In a previous post, we talked about the four types of network analysis the employee benefits industry developed to measure and compare provider networks. Each type of analysis is valuable at different points in the selling process:
- Early stages to convince groups and brokers to consider a network
- Network counting: measure the quantity of providers in each network
- Accessibility analysis: correlate network provider locations to employee home and work location
- Later stages to demonstrate savings and convenience for members
- Disruption reporting: match historical provider utilization and claims experience for a group to the providers in a different network
- Repricing: compare cost of claims for all providers (in- and out-of-network) if a different network were in place to the cost experienced in the current network
- Counts. Access points, unique providers, or unique locations? Choosing the right counting method can make all the difference in how your network is perceived. If you have fewer access points and fewer locations/provider you might find that a unique provider count presents a better picture of your network than access points.
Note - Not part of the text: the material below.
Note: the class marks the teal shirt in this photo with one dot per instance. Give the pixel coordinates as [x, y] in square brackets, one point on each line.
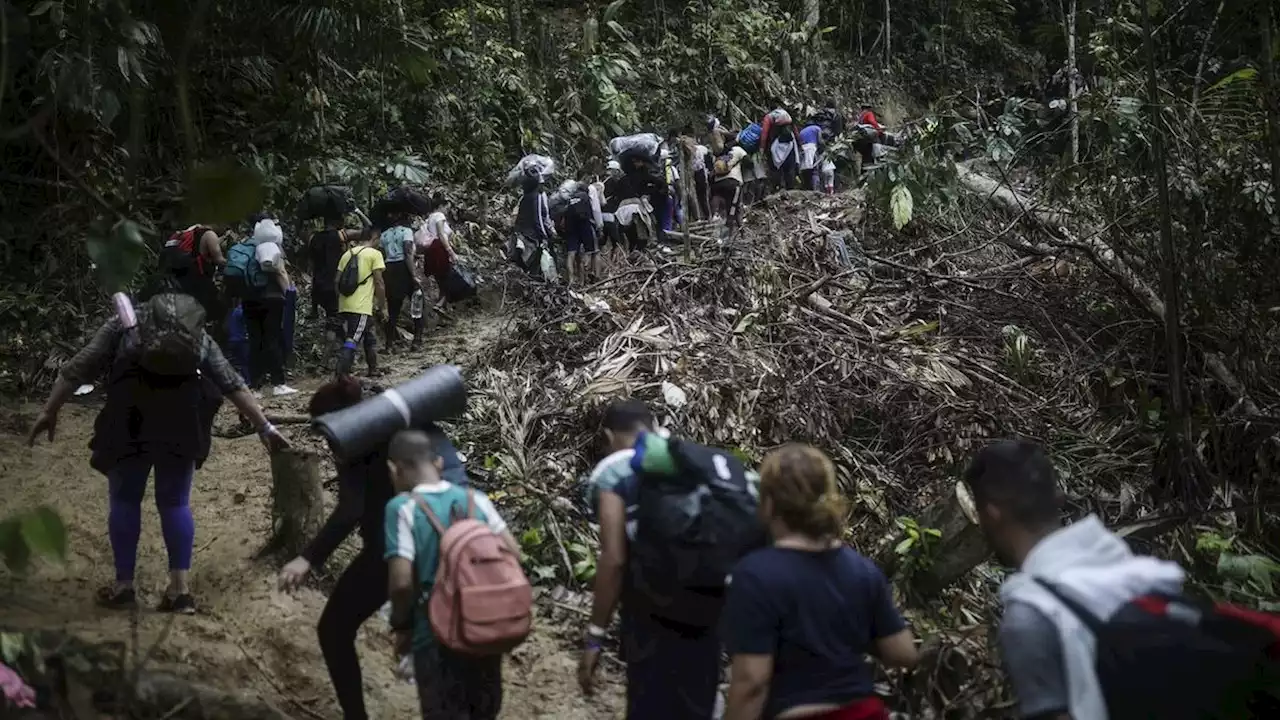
[411, 536]
[393, 242]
- Locations/provider. Use the NetMinder Snapshot to find this metric or compare access points to unique locations to see how your network looks versus your competitors’ networks. A high locations/provider ratio can indicate directory inflation.
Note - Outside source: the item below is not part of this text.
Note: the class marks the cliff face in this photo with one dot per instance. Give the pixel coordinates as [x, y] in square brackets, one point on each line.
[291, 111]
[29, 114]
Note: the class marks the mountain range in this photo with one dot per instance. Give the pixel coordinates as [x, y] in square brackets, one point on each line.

- Total change. The sum of adds and drops in a network during a specified time period. Use this metric to showcase a geographic area – deliberately adding and removing providers to improve the network.
- Net change. The difference between adds and drops in a network during a specific time period. Use this metric to show growth or contraction over time.
(Total change and net change are both available in the NetMinder Network Change report.)
In general, the process of comparing provider networks is the same whether you are comparing dental, vision, or medical HMO networks. However, each line of business has a few specific metrics to address unique situations. Here are a few that we use regularly:
- PCPs/total providers. The percentage of a medical network that is primary care providers (usually internal medicine, general practice, family practice, OB/GYN, and pediatrics) is particularly important when evaluating a medical network. A lower percentage can result in longer wait times for members to get appointments. It also could indicate that different types of providers are identified as PCPs which could also cause disruption to members when changing plans.
- ECPs/total providers. The percentage of a vision network that is eye care providers (optometrists and ophthalmologists) is a significant distinction. Consumers gravitate to ECPs for exams and retail chains for glasses and contact lenses so having a selection of both types of providers can increase member satisfaction.
- Practicing providers and locations/all locations. The percentage of a dental PPO network that is practicing can make all the difference because directory inflation is common. NetMinder validates locations using claims data which helps focus recruiting efforts and clarify the network landscape.
When you tell your network story, which metrics do you use to support it?